SHANGHAI • Chinese companies invested nearly US$15 billion (S$20.1 billion) in countries participating in Beijing's new Silk Road initiative last year, up one-fifth from 2014, President Xi Jinping said in Uzbekistan, lauding a scheme that is one of his key foreign policies.
Under the programme, announced by Mr Xi in 2013, and also known as the "One Belt, One Road" programme, China aims to invest in infrastructure projects, including railways and power grids, in central, west and southern Asia as well as Africa and Europe.
China has dedicated US$40 billion to a Silk Road Fund and the idea was the driving force behind the US$50 billion Asian Infrastructure Investment Bank.
In comments carried by state media late on Wednesday, Mr Xi said China's trade with countries participating in the new Silk Road exceeded US$1 trillion last year, accounting for a quarter of its total foreign trade.
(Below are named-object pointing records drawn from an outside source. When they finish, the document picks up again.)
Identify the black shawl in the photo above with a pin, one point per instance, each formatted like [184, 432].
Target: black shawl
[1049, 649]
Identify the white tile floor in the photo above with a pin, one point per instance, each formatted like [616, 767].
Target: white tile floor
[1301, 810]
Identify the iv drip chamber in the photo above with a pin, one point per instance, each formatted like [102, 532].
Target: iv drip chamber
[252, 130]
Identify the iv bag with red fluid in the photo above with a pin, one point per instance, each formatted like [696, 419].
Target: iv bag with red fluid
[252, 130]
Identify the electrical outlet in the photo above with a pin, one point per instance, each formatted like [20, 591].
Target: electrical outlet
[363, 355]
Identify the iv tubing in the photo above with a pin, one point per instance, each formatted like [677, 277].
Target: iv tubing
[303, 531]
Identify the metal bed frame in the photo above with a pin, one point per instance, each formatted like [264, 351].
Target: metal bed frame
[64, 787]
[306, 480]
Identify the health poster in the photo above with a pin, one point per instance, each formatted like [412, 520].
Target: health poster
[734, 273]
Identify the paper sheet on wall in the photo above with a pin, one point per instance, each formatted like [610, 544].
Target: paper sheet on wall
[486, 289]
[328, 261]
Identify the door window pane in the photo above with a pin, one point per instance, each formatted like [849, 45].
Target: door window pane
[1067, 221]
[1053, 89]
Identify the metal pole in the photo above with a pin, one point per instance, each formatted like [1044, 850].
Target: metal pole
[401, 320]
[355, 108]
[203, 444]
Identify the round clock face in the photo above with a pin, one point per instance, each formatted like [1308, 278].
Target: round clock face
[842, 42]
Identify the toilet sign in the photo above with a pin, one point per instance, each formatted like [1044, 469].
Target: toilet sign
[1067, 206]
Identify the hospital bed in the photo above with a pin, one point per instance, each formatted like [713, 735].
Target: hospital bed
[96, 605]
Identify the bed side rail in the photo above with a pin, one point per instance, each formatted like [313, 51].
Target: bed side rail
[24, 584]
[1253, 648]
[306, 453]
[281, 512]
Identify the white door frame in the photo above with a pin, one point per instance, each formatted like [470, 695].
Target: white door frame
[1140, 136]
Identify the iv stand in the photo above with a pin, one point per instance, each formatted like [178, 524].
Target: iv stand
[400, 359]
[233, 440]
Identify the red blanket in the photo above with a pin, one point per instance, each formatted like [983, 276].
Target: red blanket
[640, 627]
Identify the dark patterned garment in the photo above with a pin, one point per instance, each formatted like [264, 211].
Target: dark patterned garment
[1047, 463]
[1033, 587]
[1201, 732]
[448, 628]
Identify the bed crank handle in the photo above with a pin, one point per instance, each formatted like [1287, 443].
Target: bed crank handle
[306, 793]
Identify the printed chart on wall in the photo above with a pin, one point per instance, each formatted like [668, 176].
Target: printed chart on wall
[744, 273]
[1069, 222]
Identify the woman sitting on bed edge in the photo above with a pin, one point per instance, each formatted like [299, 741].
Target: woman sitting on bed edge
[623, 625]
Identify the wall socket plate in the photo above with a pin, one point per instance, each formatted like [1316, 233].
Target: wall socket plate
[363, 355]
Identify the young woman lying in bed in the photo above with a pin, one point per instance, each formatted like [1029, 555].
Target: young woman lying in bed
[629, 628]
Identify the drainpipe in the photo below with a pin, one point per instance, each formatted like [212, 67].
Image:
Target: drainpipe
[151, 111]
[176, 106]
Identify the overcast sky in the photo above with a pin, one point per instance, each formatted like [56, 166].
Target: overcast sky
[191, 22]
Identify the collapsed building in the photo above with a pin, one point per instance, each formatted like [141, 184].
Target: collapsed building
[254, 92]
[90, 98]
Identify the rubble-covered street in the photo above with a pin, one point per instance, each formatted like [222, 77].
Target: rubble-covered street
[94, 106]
"The Belt and Road Initiative's primary planning and deployment have been completed and is now stepping onto the stage of taking root and intensive cultivation for sustained development," Mr Xi told the Uzbek Parliament.
Regions like the Balkans and Central Asia are key to the project, the government has said. Mr Xi's trip to Uzbekistan followed trips to Serbia and Poland. The initiative envisages the revival of the ancient Silk Road routes from China to Europe to open new trade markets for its firms as the domestic market slows.
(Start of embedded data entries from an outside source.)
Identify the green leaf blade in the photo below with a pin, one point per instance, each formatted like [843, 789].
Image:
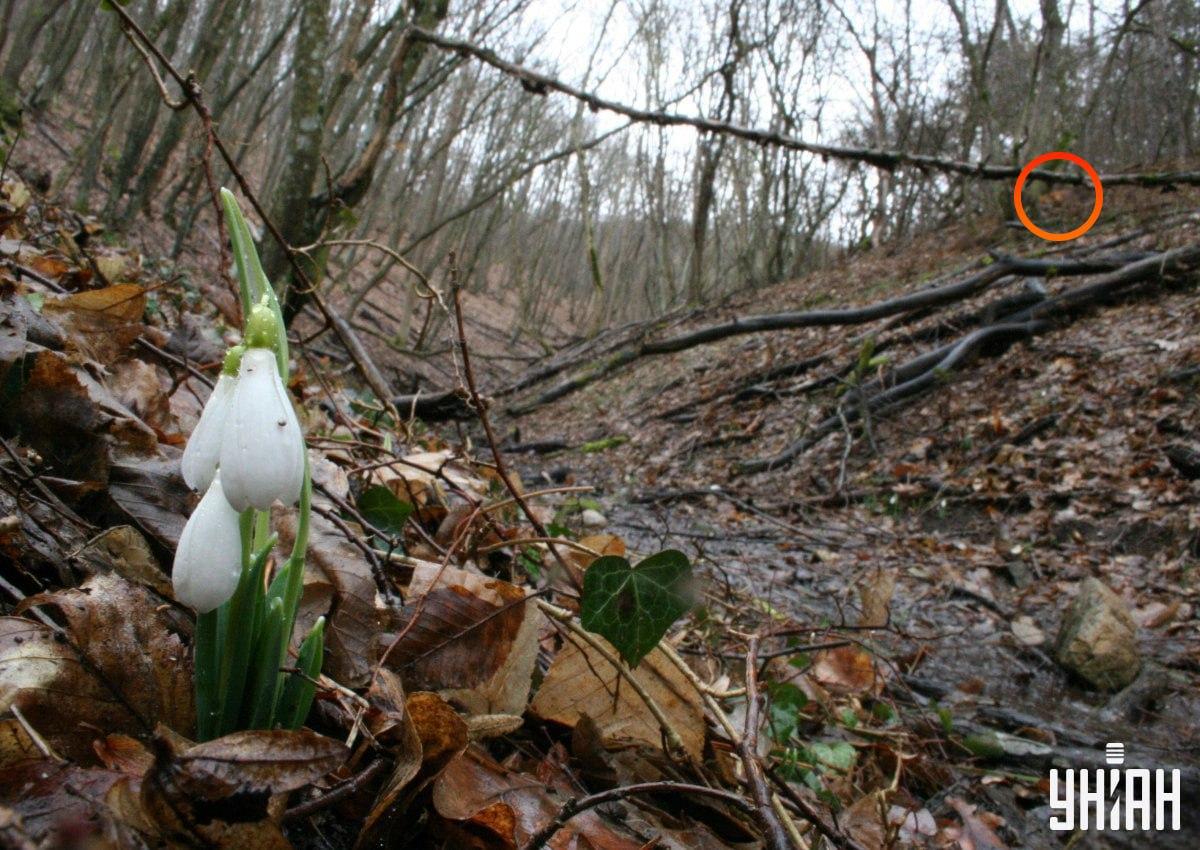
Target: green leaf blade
[381, 507]
[634, 606]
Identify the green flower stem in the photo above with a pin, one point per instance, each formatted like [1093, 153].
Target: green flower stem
[251, 277]
[300, 688]
[240, 639]
[265, 674]
[207, 660]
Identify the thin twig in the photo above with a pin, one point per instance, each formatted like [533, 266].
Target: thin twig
[346, 789]
[567, 618]
[577, 804]
[481, 412]
[748, 749]
[886, 160]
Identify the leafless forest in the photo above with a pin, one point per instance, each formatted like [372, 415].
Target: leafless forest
[426, 127]
[598, 424]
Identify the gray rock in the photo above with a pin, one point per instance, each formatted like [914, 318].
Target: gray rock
[1098, 639]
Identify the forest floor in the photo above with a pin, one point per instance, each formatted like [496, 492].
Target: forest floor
[907, 580]
[978, 508]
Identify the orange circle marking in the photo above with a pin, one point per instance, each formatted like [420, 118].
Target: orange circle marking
[1096, 208]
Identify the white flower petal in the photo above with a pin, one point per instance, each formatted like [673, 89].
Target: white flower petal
[203, 449]
[208, 561]
[262, 453]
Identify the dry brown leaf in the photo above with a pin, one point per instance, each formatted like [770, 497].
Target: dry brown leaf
[151, 492]
[336, 570]
[125, 551]
[474, 640]
[95, 808]
[875, 594]
[433, 732]
[976, 833]
[101, 323]
[581, 682]
[391, 724]
[847, 670]
[503, 808]
[115, 668]
[142, 387]
[257, 760]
Forty-nine countries along the economic corridor invested US$8.2 billion in China last year, up 25 per cent from the previous year, Mr Xi said. More than 70 countries and international organisations have taken part in the initiative, he added.
Mr Xi will attend a meeting, in the Uzbek capital Tashkent, of the Chinese- and Russia-led Shanghai Cooperation Organisation security bloc. China has long been concerned about links between Islamist militants in Central Asia and those Beijing accuses of promoting separatism in the violence-prone far western region of Xinjiang.
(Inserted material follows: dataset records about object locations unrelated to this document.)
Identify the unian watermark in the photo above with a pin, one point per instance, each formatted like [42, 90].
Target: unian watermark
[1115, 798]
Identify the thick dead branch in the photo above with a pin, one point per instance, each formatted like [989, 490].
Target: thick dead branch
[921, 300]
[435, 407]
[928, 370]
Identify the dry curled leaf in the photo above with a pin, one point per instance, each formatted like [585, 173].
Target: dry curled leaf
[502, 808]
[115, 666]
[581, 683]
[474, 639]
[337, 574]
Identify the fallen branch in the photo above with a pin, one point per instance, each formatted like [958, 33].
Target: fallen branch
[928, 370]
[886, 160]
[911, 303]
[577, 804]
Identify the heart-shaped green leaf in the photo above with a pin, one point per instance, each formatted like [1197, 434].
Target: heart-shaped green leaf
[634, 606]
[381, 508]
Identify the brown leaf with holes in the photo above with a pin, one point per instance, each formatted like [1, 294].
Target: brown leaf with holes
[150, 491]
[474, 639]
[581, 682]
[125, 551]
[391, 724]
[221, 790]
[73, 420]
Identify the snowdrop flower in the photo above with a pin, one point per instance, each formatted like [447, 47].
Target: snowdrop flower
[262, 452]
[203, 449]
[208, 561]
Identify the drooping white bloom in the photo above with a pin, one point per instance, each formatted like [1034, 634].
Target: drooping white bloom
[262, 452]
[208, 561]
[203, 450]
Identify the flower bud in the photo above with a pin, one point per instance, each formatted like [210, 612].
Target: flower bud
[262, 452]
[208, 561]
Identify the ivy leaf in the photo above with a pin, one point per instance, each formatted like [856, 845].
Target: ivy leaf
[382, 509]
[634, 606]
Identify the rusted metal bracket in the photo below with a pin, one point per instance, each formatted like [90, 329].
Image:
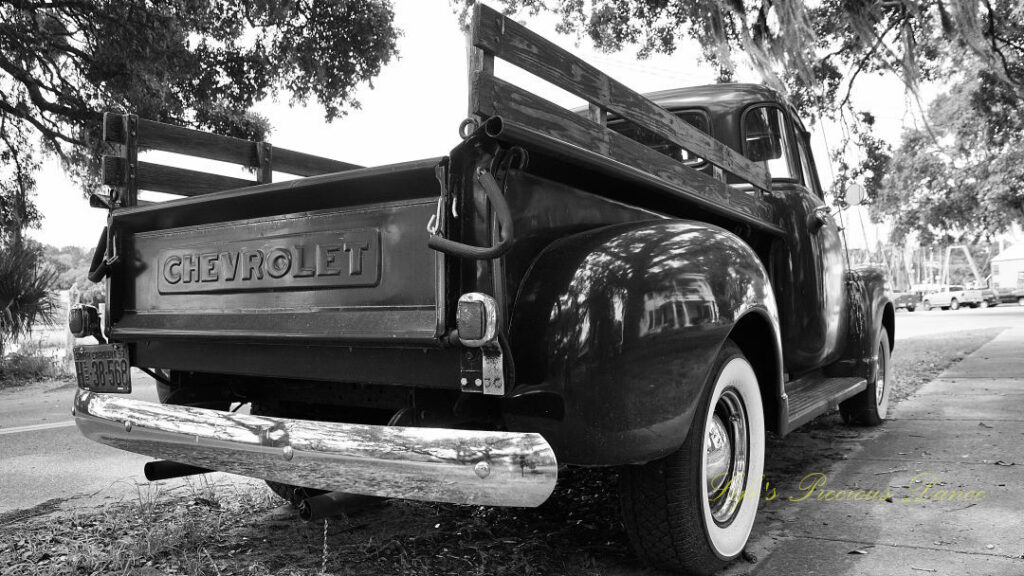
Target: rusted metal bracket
[121, 171]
State media said China and Uzbekistan have agreed to deepen their counter-terrorism cooperation and ensure the safety of pipelines into China from Central Asia which are vital to Chinese energy security.
"China and Uzbekistan share concerns about terrorism, with extremists in the two countries sometimes conspiring together," the official China Daily said yesterday, noting that extremists have been known to enter Xinjiang from Uzbekistan.